Таисия Васильевна рассказывала о Грохотове подробно, и я по лицам членов бюро читала, что они никак не могут понять: почему мы рассматриваем вопрос о Грохотове отдельно? Профессор посмотрел на меня и недоуменно пожал плечами. А Таисия Васильевна продолжала рассказ:
— Работал отлично. Поступил на заочное отделение химического института. Недавно сдал все экзамены за первый курс. Сдал хорошо, без троек. Был активным дружинником. Партийная организация отделочной фабрики, партком комбината и бюро райкома приняли Грохотова в кандидаты в члены партии. Везде голосовали единогласно… Первую половину кандидатского стажа Грохотов вел себя достойно. Но затем его поведение резко изменилось: он хуже работает, допускает брак, пренебрегает обязанностями дружинника, дважды опоздал на фабрику.
Я видела Грохотова впервые. Внешне все как будто в полном порядке: крепкий, ладный парень, хорошее, доброе лицо, глаза настороженные (это вполне объяснимо), умные. Может быть, пьет? Пожалуй, нет, не заметно, нет этого бегающего, виноватого взгляда, который часто бывает у пьющих людей. Может быть, надо было с ним поговорить, вызвать на откровенность.
Таисия Васильевна докладывала:
— Партийное собрание отделочной фабрики приняло Грохотова в партию с большим трудом — против голосовало двадцать семь, воздержалось тридцать два.
Грохотов опустил голову, убрал со стола руки, — видно, ему было очень стыдно слушать все это.
А я все думала: «Что с ним произошло? Может быть, отложить этот вопрос? Поговорить? Подожду, что он сам скажет».
Таисия Васильевна как-то глухо сказала:
— Партком комбината большинством в один голос отказал Грохотову в приеме и принял решение считать его выбывшим из кандидатов, считая, что он не выдержал испытательного срока…
Все мы ждали, какими словами Таисия Васильевна закончит свое сообщение.

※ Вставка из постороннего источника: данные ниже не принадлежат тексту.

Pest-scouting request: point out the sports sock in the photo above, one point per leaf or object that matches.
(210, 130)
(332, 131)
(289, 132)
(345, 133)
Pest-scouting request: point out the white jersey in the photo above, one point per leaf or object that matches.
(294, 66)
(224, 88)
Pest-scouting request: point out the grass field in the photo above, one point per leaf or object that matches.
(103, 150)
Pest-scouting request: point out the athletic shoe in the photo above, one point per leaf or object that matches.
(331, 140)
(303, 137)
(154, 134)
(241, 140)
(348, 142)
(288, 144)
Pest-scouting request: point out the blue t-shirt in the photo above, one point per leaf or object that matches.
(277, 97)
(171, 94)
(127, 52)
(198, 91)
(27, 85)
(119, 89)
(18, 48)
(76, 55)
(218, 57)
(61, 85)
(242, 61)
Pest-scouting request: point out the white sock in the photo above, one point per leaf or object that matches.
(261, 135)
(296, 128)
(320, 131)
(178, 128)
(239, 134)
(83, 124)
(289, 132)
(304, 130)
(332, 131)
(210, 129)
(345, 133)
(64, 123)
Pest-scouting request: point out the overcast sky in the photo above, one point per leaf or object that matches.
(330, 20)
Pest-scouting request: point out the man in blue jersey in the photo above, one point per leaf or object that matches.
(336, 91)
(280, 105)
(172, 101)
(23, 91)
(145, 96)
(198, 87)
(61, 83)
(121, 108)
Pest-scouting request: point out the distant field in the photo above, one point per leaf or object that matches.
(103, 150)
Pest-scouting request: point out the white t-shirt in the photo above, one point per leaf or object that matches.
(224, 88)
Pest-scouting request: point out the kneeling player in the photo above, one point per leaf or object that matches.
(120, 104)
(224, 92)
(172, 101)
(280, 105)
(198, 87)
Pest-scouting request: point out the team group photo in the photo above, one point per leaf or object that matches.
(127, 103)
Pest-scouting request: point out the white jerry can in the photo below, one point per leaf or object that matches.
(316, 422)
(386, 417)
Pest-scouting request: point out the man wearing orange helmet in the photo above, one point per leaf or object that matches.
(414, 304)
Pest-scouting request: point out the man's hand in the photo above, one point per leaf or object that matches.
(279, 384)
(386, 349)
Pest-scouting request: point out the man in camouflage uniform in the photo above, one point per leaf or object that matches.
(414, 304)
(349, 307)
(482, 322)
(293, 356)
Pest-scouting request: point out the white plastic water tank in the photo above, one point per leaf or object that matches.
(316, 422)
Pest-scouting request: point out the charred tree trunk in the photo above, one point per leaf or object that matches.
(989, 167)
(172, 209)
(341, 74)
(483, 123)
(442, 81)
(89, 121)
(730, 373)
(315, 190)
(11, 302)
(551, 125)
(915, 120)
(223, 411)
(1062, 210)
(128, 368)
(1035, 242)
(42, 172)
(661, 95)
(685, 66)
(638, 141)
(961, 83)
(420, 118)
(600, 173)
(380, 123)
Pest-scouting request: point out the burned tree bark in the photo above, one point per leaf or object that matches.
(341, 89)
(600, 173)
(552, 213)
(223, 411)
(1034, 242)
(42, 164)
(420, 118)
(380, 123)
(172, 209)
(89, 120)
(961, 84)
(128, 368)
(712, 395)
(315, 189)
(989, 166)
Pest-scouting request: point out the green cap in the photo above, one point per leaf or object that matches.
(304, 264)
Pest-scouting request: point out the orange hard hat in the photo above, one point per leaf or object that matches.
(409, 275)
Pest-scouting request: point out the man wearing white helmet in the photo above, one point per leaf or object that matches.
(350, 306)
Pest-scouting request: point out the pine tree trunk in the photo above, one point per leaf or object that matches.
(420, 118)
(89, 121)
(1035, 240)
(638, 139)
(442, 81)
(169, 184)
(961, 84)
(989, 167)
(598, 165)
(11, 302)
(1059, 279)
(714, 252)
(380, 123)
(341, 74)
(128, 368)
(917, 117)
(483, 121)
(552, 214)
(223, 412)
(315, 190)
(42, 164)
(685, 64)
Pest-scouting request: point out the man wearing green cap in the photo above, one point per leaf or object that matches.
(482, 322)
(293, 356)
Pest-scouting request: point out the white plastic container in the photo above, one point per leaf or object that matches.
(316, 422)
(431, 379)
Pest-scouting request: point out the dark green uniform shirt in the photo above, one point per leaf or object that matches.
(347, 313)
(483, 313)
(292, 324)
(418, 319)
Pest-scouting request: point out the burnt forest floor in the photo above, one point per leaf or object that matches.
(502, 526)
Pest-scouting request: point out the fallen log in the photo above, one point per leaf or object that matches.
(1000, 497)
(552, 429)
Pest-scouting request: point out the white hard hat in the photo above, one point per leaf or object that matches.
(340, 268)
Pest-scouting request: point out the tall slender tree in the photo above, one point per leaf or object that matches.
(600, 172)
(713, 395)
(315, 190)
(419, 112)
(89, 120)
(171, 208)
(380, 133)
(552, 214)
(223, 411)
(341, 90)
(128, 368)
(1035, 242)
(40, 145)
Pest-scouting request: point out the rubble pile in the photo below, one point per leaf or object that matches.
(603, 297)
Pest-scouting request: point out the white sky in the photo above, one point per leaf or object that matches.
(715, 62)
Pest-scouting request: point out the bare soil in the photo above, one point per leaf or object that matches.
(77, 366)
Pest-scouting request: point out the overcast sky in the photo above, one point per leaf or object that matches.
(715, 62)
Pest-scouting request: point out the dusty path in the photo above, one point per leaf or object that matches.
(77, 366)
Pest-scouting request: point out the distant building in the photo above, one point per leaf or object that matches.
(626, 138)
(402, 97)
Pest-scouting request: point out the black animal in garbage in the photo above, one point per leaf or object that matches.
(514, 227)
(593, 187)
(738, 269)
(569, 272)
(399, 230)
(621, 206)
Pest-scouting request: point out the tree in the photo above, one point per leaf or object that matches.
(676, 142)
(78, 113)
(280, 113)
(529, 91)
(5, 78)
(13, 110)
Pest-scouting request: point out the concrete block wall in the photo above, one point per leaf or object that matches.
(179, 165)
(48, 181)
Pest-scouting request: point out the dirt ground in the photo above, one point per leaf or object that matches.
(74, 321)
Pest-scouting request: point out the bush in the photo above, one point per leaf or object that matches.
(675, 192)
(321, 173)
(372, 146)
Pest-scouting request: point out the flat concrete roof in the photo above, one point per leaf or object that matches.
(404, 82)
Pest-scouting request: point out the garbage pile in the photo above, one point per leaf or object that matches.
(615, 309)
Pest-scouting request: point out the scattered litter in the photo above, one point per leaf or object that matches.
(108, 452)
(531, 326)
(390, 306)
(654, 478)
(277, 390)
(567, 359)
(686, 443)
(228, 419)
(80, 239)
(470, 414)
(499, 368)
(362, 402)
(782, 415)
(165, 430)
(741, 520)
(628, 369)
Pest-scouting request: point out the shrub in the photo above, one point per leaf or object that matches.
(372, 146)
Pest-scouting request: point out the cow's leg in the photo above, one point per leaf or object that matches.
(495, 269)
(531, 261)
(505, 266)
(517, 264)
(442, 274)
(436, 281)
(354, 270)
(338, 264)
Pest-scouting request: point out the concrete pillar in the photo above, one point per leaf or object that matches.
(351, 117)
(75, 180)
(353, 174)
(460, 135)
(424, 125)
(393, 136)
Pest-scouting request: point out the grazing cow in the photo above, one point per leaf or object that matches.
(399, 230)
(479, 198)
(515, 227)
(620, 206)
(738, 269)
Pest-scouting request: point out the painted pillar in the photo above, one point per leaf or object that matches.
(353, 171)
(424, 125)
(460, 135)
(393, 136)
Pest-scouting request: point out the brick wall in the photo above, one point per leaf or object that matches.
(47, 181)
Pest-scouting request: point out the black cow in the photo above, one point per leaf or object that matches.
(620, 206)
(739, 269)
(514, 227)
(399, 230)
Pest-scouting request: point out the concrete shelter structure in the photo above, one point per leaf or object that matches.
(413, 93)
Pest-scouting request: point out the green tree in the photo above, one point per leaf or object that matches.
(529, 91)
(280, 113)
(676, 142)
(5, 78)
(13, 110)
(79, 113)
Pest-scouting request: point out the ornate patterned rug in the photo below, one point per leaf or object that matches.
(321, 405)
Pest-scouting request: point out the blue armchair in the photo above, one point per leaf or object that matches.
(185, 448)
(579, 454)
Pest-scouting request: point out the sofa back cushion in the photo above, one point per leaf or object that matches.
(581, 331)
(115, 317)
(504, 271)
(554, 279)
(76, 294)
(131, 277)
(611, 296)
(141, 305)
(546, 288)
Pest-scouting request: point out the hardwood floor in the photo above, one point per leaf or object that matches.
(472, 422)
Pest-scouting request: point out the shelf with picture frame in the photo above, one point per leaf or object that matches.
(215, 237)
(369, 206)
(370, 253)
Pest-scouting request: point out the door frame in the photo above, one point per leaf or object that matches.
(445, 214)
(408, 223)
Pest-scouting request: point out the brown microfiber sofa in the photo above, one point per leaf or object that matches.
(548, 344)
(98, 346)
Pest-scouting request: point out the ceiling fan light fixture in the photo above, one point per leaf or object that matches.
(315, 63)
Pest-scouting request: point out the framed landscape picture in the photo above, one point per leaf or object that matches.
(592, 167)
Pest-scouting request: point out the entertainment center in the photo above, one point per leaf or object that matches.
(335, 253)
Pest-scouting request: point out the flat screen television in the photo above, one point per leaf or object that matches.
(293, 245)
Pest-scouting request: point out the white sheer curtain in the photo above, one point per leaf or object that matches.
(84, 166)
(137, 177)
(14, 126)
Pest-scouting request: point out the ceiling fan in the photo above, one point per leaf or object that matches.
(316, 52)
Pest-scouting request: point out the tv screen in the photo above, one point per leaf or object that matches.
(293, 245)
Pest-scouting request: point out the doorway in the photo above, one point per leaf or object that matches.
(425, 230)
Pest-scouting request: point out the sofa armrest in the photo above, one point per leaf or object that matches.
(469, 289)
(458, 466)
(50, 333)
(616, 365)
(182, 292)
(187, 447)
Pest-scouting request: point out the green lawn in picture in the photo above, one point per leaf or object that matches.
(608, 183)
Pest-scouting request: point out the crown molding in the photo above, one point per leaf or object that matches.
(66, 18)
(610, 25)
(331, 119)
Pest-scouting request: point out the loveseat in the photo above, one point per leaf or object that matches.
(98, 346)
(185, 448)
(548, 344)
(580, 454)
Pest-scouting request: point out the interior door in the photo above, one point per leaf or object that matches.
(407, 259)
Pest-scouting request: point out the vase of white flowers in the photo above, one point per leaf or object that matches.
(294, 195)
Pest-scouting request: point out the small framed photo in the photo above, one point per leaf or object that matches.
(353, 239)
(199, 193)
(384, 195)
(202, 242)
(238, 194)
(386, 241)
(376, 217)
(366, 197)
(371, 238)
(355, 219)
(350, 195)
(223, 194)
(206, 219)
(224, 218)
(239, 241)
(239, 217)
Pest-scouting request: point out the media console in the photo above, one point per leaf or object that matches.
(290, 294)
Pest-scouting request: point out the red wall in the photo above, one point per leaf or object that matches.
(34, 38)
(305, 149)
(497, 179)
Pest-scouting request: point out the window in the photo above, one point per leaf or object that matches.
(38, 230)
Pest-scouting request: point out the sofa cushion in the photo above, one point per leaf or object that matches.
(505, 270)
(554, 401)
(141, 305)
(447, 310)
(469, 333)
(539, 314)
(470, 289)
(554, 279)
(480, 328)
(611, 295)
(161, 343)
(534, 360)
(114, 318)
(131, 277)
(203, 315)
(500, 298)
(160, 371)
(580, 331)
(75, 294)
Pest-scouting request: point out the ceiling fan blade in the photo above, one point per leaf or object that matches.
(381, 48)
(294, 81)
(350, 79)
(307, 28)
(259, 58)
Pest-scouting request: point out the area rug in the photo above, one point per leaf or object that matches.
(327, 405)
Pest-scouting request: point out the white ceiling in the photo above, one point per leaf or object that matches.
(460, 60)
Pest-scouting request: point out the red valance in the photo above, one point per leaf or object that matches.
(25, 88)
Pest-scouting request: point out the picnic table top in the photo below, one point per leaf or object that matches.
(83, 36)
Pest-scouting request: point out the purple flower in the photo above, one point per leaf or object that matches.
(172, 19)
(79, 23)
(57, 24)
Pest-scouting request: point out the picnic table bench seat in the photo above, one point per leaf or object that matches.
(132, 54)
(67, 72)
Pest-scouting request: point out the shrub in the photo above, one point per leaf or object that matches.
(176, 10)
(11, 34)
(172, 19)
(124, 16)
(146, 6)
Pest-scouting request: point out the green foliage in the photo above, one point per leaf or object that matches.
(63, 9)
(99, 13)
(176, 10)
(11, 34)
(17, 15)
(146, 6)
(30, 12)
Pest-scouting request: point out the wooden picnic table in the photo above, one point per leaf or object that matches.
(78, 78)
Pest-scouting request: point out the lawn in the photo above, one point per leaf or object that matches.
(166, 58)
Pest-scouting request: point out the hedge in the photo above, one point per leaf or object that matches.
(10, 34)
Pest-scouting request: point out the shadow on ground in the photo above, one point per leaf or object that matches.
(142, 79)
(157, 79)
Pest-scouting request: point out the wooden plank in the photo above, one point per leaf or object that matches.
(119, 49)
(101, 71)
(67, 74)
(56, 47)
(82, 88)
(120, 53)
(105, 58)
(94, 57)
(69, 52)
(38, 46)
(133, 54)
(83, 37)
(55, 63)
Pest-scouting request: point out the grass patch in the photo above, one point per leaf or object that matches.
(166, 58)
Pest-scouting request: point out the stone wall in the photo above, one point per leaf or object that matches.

Обычно она в конце говорила: «Комиссия поддерживает решение партийной организации». А сейчас она замолчала, и у меня невольно вырвалось:
— Дальше!
Таисия Васильевна ответила:
— Всё.
— А ваше мнение? — спросила я.
— У нас нет единого решения. Голоса разошлась.
Я посмотрела на членов бюро, стараясь понять их отношение к происходящему. Все они молчали. Тогда я спросила Грохотова:
— Все правильно доложено, товарищ Грохотов?
Он, не поднявшись со с гула, непонимающе посмотрел на меня.
Секретарь парткома комбината Телятников грубо сказал:
— Ты бы встал, Грохотов. Ты же на бюро райкома… Грохотов вскочил, и я повторила свои вопрос. На этот раз парень понял и, опустив голову, глухо ответил:
— Правильно…
ЭТОГО НЕ МОЖЕТ БЫТЬ!
Когда я вышел из кабинета, Надя сразу поняла, что меня не приняли. Я видел, как она испугалась: она стала совсем белая, как стена, а глаза потемнели до черноты.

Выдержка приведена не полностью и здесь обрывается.